God must have a sense of humor. I realize my birthday is in about two weeks, but this really wasn’t necessary. I am fully aware that I am getting older. I still don’t consider myself to be in the “old” bracket. Heck, I don’t even consider my parents being there yet! Apparently I needed a friendly reminder though – or as I said, God has a sense of humor because yesterday at about 2:30 while merely sitting at my desk, my hip started to hurt. This has happened once before but after about two days it went away. No harm, no foul. I still went to the gym yesterday. I did 20 on the elliptical, 30 on the bike, 3 sets of crunches, 3 sets of back extensions, as well as a couple of leg weight machines. My hip didn’t bother me that whole time except when I went to walk to the next task. After , I went home, took motrin, and ended up going went to bed early.

At 2am I woke up in so much pain! I actually had to hobble downstairs to get more motrin. (Why I didn’t think to bring it upstairs with me before I went to bed is beyond me!) I finally fell back asleep around 4. In between that time of laying flat on my back and deep rubbing my ass cheek, I googled “Hip,Butt,Leg pain” and it all came back to “sciatica / pirformis syndrome”. The symptoms match up perfectly. I’m not sure why it decided to become inflamed while I was sitting at my desk though. I didn’t do anything over the weekend that would have caused this – unless it was a very much delayed reaction to Friday night’s workout. At this point anything is possible. All I know is that when I got up for good today, I could barely get up out of bed and when I did, I had to use everything in front of me for support because I could barely put pressure down on my foot because the pain shot through my hip. I’m also still not sure how I managed to get the sock onto my right foot. It hurts tremendously to lift my leg/use my hip in any way.

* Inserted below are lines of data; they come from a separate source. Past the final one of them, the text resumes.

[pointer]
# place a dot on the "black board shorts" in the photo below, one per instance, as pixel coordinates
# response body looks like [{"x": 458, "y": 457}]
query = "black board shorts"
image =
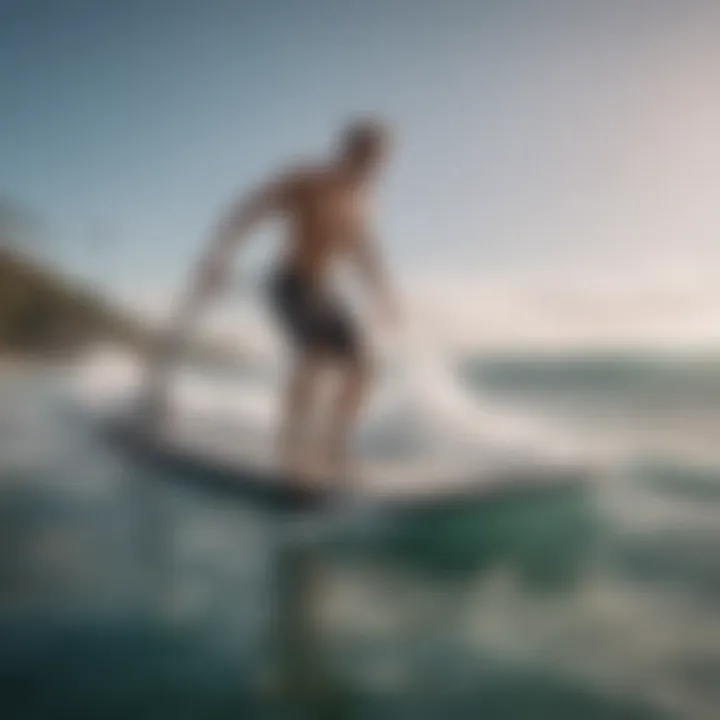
[{"x": 314, "y": 320}]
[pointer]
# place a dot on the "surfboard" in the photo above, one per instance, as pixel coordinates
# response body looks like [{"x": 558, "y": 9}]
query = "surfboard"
[{"x": 239, "y": 462}]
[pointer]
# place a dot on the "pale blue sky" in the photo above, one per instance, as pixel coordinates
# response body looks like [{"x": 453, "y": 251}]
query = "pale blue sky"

I remember years ago there was a girl I worked with. She missed a TON of work because of her sciatica. I always thought she was being a baby about it. I couldn’t understand how it could be so detrimental. Now? Now I get it. It hurts like something fierce. I’m just considering myself lucky because there are others I know who couldn’t get out of bed because theirs was so bad. I can only hope that the inflammation will go down and the pain will subside sooner than later because I feel like such a baby. I realize it’s not my fault that I can’t walk right. But that doesn’t make it any easier to cope with. I have a somewhat decent pain tolerance, but after a while you just want a break! It also really sucks that I can’t go to the gym today. I don’t want to hurt myself further. I doubt I’ll go to the doctor. I know they’ll tell me to take motrin and do ice/heat treatment and just rest.